2) Use names() to view the variable names in this data set. Next, use the appropriate command so that you do not need to use dollar sign notation.

3) You will use silicon and iron in this data set. First, plot Fe vs. Si, using filled black circles and rotating the y-axis labels to horizontal. There is no need for a main label, so do not include one.

4) Notice that both Si and Fe in this plot are clumped near low values and are spread more widely at higher values. On a bivariate plot like this, this produces a comet pattern, with the head of the comet near the origin. Such a pattern is often a hallmark of two log-normally distributed variables. You will make four Q-Q norm plots, but all should be on the same page for easy comparison. Make a new plot window, then use par() and mfrow to set up the window to display four plots arranged into two rows of two columns. Run qqnorm() on each data set, using the main titles of "raw Fe data" and "raw Si data". Do these plots suggest that the data are normally distributed? Explain and include your answer as a comment in your commands file (do this everywhere below where I ask a question).

5) Apply a log transformation on the data, assigning them to logSi and logFe. R has a variety of log functions, such as log(), log2(), and log10(), which are in base e, base 2, and base 10, respectively. Just so we are all on the same page, use the base-10 logarithm, following the convention of geochemistry. In your own work, realize that you could use any of these for a log transformation; just be consistent, follow the conventions of your field, and record what you did.

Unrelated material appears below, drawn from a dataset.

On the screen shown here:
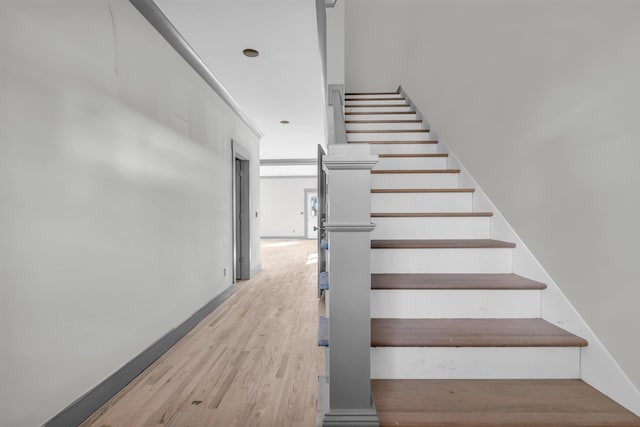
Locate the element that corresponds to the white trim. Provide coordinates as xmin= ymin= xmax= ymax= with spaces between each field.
xmin=372 ymin=347 xmax=580 ymax=379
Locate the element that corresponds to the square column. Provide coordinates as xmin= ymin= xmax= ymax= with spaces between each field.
xmin=320 ymin=144 xmax=379 ymax=426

6) Now run qqnorm() on logFe and logSi, setting the main titles to “log Fe data” and “log Si data”. In your matrix of Q-Q norm plots, the raw data plots and log data plots should be in separate rows, and Fe and Si should be in separate columns. Do these plots suggest that the original data are log-normally distributed? Explain.

7) Make a new plot window and in it, plot logFe vs. logSi. Use filled black circles and rotate the y-axis labels. Make the y-axis label “log Fe” and the x-axis label “log Si”. There is no need for a main label, so do not include one.

8) Test the significance of the correlation of the log-transformed variables, first with a Pearson correlation coefficient and then with a Spearman correlation coefficient. Interpret the results, being sure to consider what each correlation statistic measures (i.e., linear vs. monotonic), the sample size, and the relative powers of the two tests.

9) Perform a least-squares regression of logFe as a function of logSi, assigning the result to FeVsSiRegression. View the FeVsSiRegression object. As a comment, write the equation of the line as Y = b1 x + b0, replacing X and Y with their correct variable names, and replacing b1 and b0 with their correct values, to a reasonable number of significant figures. In other words, your equation should look something like
      numTrees = 8.25 numFrogs + 27.1

Because Fe and Si were measured from rocks that were collected, that is Si was not set to a value in an experiment with Fe measured as a result, you might be thinking that a model 2 regression would be more appropriate. If we simply wanted to describe the relationship, a model 2 regression would be appropriate. However, we want to predict Fe from Si, so that requires a model 1 regression, and that is what is used here.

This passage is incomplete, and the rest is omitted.